All the things I am attracted to are just about to disappear.
Tacita Dean
Over the past fifteen years, Tacita Dean has created a body of work that is fascinating for its unconventional use of film and its unruly beauty. With twenty film installations and numerous photograph works and large-format drawings, “Analogue” is the most extensive presentation of her work thus far. Exhibited in seven island-like spaces, her films, drawings and photographs establish a mutual dialogue.
The films are usually brief 16-mm-projections shown in loops. They are “images” that may move but do not run away with the story, instead remain present and effective as images. The films could be described as documentary if not for the specific movement of the camera that turns them into something quite different.
The camera probingly films objects and places and captures their light; it feels out surfaces, bringing out unnoticed phenomena of the visible and then losing them again. Crucial to recording these images is finding the right moment that contains the shift from the still present to the just disappeared. This moment cannot be captured by force; it must be sought and courted, but ultimately it simply has to be hit upon and seen. This gives Dean’s cinematic images something magical and unreal.

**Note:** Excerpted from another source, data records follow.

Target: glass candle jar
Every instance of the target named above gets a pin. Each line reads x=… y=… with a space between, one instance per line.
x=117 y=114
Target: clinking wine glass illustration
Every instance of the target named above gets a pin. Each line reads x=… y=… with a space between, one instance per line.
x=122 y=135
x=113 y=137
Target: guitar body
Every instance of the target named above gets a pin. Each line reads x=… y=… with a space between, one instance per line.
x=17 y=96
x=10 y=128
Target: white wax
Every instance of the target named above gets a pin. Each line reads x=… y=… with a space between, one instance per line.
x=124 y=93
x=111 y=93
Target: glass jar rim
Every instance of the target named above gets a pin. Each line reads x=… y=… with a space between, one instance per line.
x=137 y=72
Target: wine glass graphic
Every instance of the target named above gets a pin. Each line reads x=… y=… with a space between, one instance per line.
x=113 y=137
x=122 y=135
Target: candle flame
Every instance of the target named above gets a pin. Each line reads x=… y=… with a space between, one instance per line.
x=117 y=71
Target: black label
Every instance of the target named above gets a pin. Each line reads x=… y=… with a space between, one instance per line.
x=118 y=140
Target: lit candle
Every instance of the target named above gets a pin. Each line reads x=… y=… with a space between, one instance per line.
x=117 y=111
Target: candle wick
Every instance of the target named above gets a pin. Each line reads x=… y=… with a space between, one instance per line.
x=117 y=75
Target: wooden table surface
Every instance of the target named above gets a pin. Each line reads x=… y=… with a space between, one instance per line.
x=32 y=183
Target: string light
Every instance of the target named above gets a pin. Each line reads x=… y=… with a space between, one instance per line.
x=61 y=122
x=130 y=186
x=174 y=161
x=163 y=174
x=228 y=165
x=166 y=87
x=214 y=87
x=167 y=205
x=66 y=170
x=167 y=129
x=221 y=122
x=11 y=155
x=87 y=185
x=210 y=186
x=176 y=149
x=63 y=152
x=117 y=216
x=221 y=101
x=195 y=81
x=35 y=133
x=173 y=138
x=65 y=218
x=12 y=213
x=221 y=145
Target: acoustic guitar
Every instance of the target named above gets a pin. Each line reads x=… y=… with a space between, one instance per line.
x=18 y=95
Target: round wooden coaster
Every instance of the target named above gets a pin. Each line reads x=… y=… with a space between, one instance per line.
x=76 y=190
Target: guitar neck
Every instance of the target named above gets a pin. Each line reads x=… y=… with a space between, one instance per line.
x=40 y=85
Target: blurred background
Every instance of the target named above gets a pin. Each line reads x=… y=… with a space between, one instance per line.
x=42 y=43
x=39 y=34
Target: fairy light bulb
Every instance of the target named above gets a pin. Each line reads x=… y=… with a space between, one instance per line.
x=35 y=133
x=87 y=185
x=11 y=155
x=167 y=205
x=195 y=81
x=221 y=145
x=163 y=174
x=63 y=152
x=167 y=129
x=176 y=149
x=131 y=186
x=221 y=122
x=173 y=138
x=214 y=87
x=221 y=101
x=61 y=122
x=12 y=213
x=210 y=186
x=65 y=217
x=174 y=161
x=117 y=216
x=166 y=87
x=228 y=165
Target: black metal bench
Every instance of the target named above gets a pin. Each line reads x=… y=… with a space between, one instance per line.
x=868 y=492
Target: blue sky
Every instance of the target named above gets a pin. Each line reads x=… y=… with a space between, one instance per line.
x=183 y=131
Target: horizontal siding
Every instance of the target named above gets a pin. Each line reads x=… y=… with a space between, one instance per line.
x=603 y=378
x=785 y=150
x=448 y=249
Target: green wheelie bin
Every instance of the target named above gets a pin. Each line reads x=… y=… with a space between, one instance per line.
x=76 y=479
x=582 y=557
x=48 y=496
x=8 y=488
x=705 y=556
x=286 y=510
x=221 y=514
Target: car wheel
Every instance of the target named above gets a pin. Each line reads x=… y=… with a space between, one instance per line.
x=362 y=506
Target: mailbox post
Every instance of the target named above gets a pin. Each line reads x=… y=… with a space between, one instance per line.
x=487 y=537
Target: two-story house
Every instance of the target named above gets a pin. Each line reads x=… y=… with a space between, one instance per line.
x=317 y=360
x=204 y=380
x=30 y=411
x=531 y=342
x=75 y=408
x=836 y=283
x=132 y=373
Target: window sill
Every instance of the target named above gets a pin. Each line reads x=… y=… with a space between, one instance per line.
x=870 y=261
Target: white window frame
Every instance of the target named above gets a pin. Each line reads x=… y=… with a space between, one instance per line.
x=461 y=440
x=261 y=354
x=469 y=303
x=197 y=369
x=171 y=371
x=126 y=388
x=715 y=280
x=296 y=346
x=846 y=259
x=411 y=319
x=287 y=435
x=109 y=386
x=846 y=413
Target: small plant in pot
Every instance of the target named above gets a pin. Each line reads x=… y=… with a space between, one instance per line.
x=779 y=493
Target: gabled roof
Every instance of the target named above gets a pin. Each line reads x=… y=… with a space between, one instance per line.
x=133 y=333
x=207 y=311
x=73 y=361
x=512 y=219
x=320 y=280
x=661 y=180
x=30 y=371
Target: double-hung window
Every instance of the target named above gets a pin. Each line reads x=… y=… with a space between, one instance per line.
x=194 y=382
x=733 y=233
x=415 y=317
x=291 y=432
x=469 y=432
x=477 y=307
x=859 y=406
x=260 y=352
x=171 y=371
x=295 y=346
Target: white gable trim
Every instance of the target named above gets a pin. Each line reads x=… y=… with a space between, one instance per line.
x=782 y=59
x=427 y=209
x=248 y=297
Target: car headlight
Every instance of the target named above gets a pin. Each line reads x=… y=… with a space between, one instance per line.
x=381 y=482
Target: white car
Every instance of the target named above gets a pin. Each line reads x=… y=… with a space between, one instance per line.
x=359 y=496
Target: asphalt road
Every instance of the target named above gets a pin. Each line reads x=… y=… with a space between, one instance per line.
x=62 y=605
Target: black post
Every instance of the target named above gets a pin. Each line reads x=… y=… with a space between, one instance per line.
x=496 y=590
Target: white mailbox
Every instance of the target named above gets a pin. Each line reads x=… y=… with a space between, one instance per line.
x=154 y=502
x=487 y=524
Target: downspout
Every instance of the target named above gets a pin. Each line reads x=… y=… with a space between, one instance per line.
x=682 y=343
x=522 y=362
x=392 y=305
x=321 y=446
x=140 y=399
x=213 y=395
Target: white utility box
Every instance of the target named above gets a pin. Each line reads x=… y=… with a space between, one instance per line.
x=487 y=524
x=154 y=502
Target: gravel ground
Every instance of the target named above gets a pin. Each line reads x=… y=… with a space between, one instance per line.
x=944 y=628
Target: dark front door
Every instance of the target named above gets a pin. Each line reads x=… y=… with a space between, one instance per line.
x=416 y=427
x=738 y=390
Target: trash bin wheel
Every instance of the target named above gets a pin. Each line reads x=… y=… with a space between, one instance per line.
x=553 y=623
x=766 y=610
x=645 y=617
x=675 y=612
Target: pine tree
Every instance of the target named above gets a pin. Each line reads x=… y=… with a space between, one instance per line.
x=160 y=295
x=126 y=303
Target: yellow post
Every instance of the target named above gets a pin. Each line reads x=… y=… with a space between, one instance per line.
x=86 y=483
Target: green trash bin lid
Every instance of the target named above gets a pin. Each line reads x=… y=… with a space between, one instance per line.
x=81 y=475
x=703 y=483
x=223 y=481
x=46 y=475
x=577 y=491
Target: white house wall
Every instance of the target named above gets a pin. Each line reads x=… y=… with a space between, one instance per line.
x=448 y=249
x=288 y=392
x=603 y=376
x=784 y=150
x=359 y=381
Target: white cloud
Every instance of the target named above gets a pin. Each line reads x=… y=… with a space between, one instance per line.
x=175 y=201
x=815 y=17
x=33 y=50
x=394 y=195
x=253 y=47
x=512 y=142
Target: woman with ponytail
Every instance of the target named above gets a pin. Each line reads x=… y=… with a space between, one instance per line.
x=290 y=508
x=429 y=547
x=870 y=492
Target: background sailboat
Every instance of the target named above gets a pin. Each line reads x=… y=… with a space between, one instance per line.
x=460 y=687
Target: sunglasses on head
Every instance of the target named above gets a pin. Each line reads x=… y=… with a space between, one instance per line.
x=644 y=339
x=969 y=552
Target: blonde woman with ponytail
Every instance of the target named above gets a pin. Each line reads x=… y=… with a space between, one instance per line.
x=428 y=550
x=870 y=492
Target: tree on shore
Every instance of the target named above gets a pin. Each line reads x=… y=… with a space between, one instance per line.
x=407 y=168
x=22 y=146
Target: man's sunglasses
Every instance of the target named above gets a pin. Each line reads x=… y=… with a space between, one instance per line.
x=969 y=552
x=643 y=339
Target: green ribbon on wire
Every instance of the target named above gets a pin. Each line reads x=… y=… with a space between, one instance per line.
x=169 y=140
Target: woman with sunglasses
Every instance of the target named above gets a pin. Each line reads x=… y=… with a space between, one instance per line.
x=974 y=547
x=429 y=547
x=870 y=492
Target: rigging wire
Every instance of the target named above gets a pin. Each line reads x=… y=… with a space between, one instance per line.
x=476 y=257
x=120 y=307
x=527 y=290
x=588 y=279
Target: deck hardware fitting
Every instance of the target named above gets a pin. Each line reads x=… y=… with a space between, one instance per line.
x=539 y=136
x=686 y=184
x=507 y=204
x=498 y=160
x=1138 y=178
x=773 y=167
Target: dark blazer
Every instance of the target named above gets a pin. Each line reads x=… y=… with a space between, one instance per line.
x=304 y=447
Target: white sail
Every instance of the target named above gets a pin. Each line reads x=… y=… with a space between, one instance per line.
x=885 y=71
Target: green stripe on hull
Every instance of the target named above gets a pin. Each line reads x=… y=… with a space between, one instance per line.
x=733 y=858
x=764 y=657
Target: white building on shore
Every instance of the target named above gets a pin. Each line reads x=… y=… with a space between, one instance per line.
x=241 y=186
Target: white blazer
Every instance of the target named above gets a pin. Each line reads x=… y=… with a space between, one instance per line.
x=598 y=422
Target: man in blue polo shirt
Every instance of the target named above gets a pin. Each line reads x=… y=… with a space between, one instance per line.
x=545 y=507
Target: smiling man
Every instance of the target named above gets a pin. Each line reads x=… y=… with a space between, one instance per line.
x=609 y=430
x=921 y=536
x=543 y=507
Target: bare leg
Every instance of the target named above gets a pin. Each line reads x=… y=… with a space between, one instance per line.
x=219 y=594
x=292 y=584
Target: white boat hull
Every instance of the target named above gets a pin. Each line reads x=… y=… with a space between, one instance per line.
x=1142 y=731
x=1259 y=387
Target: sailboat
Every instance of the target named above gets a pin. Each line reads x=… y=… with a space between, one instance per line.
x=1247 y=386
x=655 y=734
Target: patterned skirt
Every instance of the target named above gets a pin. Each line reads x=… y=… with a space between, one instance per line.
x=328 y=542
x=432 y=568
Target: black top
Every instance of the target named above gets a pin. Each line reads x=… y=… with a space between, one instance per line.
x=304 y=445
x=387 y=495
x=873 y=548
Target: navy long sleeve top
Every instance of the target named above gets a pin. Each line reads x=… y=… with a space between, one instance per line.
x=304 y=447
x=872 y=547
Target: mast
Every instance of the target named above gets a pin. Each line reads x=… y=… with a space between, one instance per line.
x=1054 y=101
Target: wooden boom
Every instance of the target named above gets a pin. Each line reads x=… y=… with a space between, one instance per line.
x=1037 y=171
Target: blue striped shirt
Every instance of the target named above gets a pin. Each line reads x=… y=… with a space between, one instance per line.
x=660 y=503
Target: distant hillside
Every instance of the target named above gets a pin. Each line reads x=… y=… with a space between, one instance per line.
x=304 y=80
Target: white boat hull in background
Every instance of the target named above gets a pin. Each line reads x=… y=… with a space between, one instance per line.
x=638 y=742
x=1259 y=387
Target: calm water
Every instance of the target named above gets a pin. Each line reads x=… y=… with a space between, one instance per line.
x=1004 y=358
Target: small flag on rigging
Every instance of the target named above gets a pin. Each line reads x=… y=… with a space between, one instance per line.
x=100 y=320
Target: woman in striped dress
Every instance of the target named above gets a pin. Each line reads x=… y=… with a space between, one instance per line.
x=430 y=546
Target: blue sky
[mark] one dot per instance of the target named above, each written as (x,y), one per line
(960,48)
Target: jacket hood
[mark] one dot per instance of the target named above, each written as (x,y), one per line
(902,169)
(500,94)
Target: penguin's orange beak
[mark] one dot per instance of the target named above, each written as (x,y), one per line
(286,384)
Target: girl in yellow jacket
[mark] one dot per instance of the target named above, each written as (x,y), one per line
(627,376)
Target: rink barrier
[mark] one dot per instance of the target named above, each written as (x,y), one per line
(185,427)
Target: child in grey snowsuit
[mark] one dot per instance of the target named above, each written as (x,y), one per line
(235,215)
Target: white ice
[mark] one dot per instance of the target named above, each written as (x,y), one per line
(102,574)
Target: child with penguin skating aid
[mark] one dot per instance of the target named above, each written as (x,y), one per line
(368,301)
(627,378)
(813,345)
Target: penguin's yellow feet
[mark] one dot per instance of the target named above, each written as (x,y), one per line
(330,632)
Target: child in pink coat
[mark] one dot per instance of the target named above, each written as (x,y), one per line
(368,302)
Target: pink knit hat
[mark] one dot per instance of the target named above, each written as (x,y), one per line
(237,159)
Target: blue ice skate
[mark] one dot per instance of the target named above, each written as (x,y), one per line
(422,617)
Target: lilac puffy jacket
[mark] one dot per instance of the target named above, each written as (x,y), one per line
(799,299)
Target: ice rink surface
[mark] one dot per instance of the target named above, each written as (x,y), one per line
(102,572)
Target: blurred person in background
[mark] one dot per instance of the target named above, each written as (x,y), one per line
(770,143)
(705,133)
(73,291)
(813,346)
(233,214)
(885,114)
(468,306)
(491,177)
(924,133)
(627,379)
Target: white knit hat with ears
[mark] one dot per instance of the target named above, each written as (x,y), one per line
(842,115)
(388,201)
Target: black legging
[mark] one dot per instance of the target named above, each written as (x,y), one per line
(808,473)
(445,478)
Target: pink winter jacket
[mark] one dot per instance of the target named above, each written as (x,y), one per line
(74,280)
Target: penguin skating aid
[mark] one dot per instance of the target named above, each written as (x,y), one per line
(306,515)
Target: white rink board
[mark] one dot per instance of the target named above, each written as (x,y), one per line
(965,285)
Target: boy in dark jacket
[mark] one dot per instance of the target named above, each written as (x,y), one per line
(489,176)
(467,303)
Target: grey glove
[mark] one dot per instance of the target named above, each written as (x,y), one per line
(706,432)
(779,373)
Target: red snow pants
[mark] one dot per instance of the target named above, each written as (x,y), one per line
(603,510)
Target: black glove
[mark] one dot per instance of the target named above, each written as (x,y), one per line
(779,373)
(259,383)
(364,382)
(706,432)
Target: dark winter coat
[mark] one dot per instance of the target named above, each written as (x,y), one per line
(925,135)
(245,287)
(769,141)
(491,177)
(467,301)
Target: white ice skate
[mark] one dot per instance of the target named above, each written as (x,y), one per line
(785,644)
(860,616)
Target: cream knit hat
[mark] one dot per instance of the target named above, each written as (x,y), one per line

Tacita Dean (born in Canterbury in 1965) lives and works in Berlin. Her medium is analogue film, but she also shows expert mastery of photography and drawing. In her densely poetic works, she explores subjects and people on the verge of disappearance—increasingly including 16 mm film itself, which is under threat from digital technology. In 1998, Dean was nominated for the prestigious Turner Prize. She gained further international recognition for her 2012 installation “FILM” in the Turbine Hall at the Tate Modern.